A mid-term review shows that the first phase of the World Bank-funded Africa Centres of Excellence, or ACE, project focused on West and Central Africa is on track and has achieved significant improvement in universities’ training programmes, with strong indications that the project might be considered for further funding.

“The model works,” said Andreas Blom, lead economist in the World Bank’s education units in Africa. He told University World News that in addition to educational achievements, the model had served as an excellent platform for government, university and partner buy-in. The project might be considered for further funding after it ends in 2019, he said.

Launched in 2014 the project has seen the consolidation and strengthening of 19 African centres of excellence in seven countries including Benin, Burkina Faso, Cameroon, Ghana, Nigeria, Senegal and Togo with funding from the World Bank amounting to US$164 million.

Under the centres, 25 new masters programmes have been created and 11,900 students enrolled in new short-term courses and in masters and PhD programmes.

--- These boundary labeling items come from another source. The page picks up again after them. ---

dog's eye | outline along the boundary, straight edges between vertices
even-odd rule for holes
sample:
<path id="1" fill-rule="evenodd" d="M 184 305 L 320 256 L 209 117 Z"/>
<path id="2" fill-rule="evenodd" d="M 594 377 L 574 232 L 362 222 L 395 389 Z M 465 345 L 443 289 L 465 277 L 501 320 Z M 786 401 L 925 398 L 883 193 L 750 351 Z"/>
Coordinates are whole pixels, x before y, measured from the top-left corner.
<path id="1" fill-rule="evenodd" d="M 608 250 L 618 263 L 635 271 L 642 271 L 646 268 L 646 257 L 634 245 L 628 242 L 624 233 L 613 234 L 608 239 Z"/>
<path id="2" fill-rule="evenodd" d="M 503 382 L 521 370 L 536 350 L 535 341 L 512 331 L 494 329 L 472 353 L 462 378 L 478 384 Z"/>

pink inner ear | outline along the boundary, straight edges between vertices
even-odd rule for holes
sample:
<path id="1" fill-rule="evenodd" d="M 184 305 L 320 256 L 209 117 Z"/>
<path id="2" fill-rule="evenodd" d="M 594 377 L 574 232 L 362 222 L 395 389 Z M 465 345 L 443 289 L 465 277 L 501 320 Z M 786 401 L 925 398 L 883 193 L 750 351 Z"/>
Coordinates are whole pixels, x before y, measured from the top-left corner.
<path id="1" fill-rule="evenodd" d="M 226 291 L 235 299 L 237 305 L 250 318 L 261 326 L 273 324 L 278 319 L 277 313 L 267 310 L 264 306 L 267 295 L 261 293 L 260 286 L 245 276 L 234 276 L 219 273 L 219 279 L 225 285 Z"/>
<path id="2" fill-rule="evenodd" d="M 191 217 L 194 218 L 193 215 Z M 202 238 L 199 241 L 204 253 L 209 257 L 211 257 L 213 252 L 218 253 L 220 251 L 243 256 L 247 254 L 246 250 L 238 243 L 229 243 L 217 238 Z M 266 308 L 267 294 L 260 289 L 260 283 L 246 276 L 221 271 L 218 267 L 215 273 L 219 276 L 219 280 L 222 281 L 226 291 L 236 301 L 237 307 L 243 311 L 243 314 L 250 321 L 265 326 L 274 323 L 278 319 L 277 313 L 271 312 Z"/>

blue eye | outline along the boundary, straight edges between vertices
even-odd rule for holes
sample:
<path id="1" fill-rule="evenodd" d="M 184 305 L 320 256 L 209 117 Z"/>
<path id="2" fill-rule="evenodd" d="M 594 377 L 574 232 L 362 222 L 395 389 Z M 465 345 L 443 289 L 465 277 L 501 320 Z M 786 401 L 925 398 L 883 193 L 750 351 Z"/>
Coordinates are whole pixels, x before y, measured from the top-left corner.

In addition, 4,000 students drawn from the region – of which 290 are PhDs and 1,350 masters in science students – have been trained and half of the universities involved in the project have regional students for the first time.

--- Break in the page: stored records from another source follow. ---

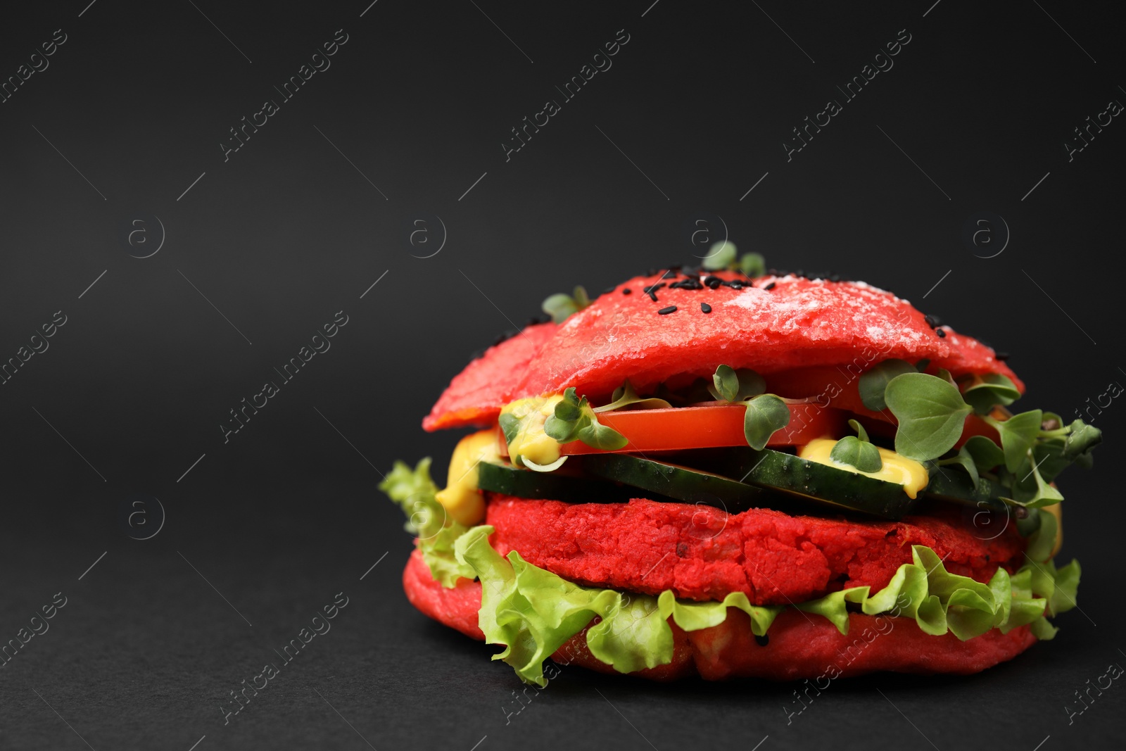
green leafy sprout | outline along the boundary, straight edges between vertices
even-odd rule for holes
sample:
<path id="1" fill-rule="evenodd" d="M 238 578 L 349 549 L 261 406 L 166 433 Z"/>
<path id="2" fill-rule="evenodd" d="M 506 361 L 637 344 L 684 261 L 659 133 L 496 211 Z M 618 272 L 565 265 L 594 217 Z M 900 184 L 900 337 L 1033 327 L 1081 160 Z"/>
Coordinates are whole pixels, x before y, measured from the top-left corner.
<path id="1" fill-rule="evenodd" d="M 1006 408 L 1020 396 L 1012 381 L 1001 375 L 965 376 L 955 382 L 945 369 L 928 375 L 910 363 L 890 359 L 861 375 L 858 388 L 865 406 L 887 409 L 895 415 L 899 454 L 917 462 L 936 462 L 939 467 L 958 466 L 975 489 L 982 475 L 990 474 L 1011 494 L 1002 500 L 1027 509 L 1062 501 L 1052 481 L 1071 464 L 1089 467 L 1091 450 L 1102 439 L 1098 428 L 1082 420 L 1064 426 L 1060 415 L 1042 410 L 998 419 L 997 408 Z M 953 452 L 969 414 L 977 414 L 997 430 L 1000 445 L 973 436 Z"/>
<path id="2" fill-rule="evenodd" d="M 884 461 L 879 458 L 879 449 L 868 440 L 868 431 L 856 420 L 849 420 L 848 423 L 857 435 L 838 440 L 829 453 L 829 458 L 860 472 L 879 472 L 884 467 Z"/>
<path id="3" fill-rule="evenodd" d="M 563 392 L 563 401 L 544 422 L 544 432 L 561 444 L 581 440 L 602 452 L 616 452 L 629 442 L 617 430 L 599 422 L 587 397 L 580 399 L 573 386 Z"/>
<path id="4" fill-rule="evenodd" d="M 789 424 L 789 408 L 776 394 L 767 394 L 766 381 L 754 370 L 721 365 L 712 375 L 708 391 L 721 401 L 747 405 L 743 437 L 757 452 L 766 448 L 770 436 Z"/>
<path id="5" fill-rule="evenodd" d="M 707 256 L 700 263 L 708 271 L 727 269 L 742 271 L 749 277 L 762 276 L 767 272 L 766 260 L 759 253 L 743 253 L 739 256 L 735 243 L 727 240 L 712 243 Z"/>
<path id="6" fill-rule="evenodd" d="M 590 296 L 586 288 L 580 285 L 570 295 L 561 292 L 548 296 L 540 309 L 551 315 L 555 323 L 563 323 L 572 313 L 578 313 L 588 305 L 590 305 Z"/>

Blom said the centres have facilitated a positive “trickle-down” impact on institutional excellence and had generated “huge partner interest” in the form of upfront contributions. Most of the centres have strong ownership at the university level, with some of them making strong progress on external revenue generation.

The project, while successful, has not been without its challenges.

Bureaucracy

In some countries, Blom said regulations had to be passed for the ACE project to become operational. Bureaucracy was also a challenge.

“In some countries, there was a lot of red tape around sending the funds to the participating universities,” he said. As a result, some time was lost and programmes were delayed.

In Nigeria there was a shortage of dollars which affected the centres in that country, but the Nigerian National Universities Commission worked directly with the ACEs to pay big purchases directly with suppliers, said Blom.